En bref :
- Avec les autorités publiques, des Gantois ont créé une nouvelle monnaie baptisée « toreke ».
- Cette monnaie complémentaire sert à redynamiser la vie de quartier.
Le 10 août dernier, une nouvelle journée de travail de quartier était organisée. Ils étaient des dizaines à s'y rendre. L'occasion pour eux de donner un petit coup de main à la maintenance du potager collectif du quartier, de rencontrer d'autres personnes et, au passage, d'empocher quelques torekes, la monnaie du quartier. Ceux-ci pourront être échangés contre des tickets de cinéma mais, le plus souvent, ils serviront de moyen de paiement pour la location annuelle d'un morceau du potager. Le projet Toreke est né dans la tête de quelques organisations actives dans un quartier défavorisé de Gand. Toutes ces organisations ont mille et une idées pour améliorer la vie de quartier mais manquent souvent de ressources humaines. Le toreke s'est donc imposé comme une solution pour faire se rencontrer les habitants, les commerçants et les associations du quartier. Toreke encourage ainsi tous les comportements qui visent à l'amélioration du quartier. On peut donner quelques heures de son temps à une association pour nettoyer un parc, une plaine de jeux, veiller à la maintenance générale du potager collectif ou soigner les poules qui y vivent. Mais peindre sa façade en couleur vive, fleurir ses fenêtres ou le parterre devant la maison, passer à l'électricité verte fait également l'objet d'un « paiement » en torekes. Ceux-ci pourront à leur tour être échangés dans les commerces bio ou de seconde main, contre des tickets de cinéma, de concert...
Succès ?
Ce sont, au total 40 340 torekes (4 034 euros) qui ont été échangés entre 371 habitants, soit pour un peu plus de 100 euros par participant. Les journées de travail collectif rencontrent un grand succès, à tel point qu'en trois mois les organisations ont mis en circulation autant de torekes qu'ils pensaient le faire en un an.

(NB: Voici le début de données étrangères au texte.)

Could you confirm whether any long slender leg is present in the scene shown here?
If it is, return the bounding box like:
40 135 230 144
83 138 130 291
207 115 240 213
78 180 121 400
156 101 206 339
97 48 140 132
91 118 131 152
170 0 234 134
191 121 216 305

Par contre, les services aux particuliers, comme faire les courses pour son voisin ou lui préparer à manger, se développent moins bien, probablement parce que l'effet ne se fait pas immédiatement ressentir par ceux qui les accomplissent, souligne Wouter Van Thillo de l'association Samenlevingsopbouw, une des organisations à l'initiative du projet. Il faudra donc réfléchir à des adaptations pour encourager les habitants à se lancer dans ce type d'actions.
Mais est-ce vraiment un succès, alors ? Ça l'est pour Wouter Van Thillo, notamment eu égard à la dynamique que cela engendre. Les personnes n'agissent pas directement parce qu'elles reçoivent des torekes. C'est surtout parce qu'on leur donne un cadre pour permettre d'agir. Et cette dynamique-là perdurera probablement au-delà du projet lui-même. D'autant que, si le répertoire des actions à récompenser et des biens ou services à acquérir en torekes est né du fait des associations présentes sur place, ce sont les habitants qui ont construit ce « catalogue », ce sont eux qui ont été les véritables acteurs de ce projet. Mis à part les actions d'aide entre voisins et les actions individuelles, toutes les activités proposées – le nettoyage de rue, la gestion de la location du barbecue... – se font sous la hou- lette des associations de quartier. Le toreke permet donc un nouveau style de gestion des bénévoles. Le fait de leur offrir quelques torekes non pas en guise de paiement mais en cadeau pour les services rendus les emmène dans une démarche positive et durable. Le projet Toreke prendra fin en 2012, en même temps que le soutien financier des pou- voirs publics qui, pendant cette période, aura permis de rémunérer le personnel des associations qui encadrent le projet, et de garantir l'infrastructure et la valeur de ces torekes. Car les projets de monnaies complémentaires qui visent un changement de comportement coûtent forcément de l'argent. Mais contrairement à d'autres projets subsidiés, ceux-là limitent quelque peu la part pécuniaire nécessaire : un toreke reçu pour un coup de main donné à une association peut être utilisé pour acheter des légumes bio qui seront échangés contre un ticket de bus, généreusement offert par un sponsor privé. Les effets du projet perdureront probablement après 2012. Cette initiative aura certainement permis de rendre le quartier plus propre et plus agréable et peut-être incité les habitants à adopter des comportements plus écologiques et durables. Toreke permettra surtout de mettre en relation des habitants et des associations et de franchir le pas de la démarche collective et solidaire.
www.toreke.be
Laurence Roland,
septembre 2011
Dans le quartier populaire du Rabot-Blaisantvest à Gand, une monnaie complémentaire circule depuis octobre 2010. Son but affiché est de stimuler l'activité locale, mais surtout de rendre le quartier plus propre, plus vert et... plus agréable à vivre.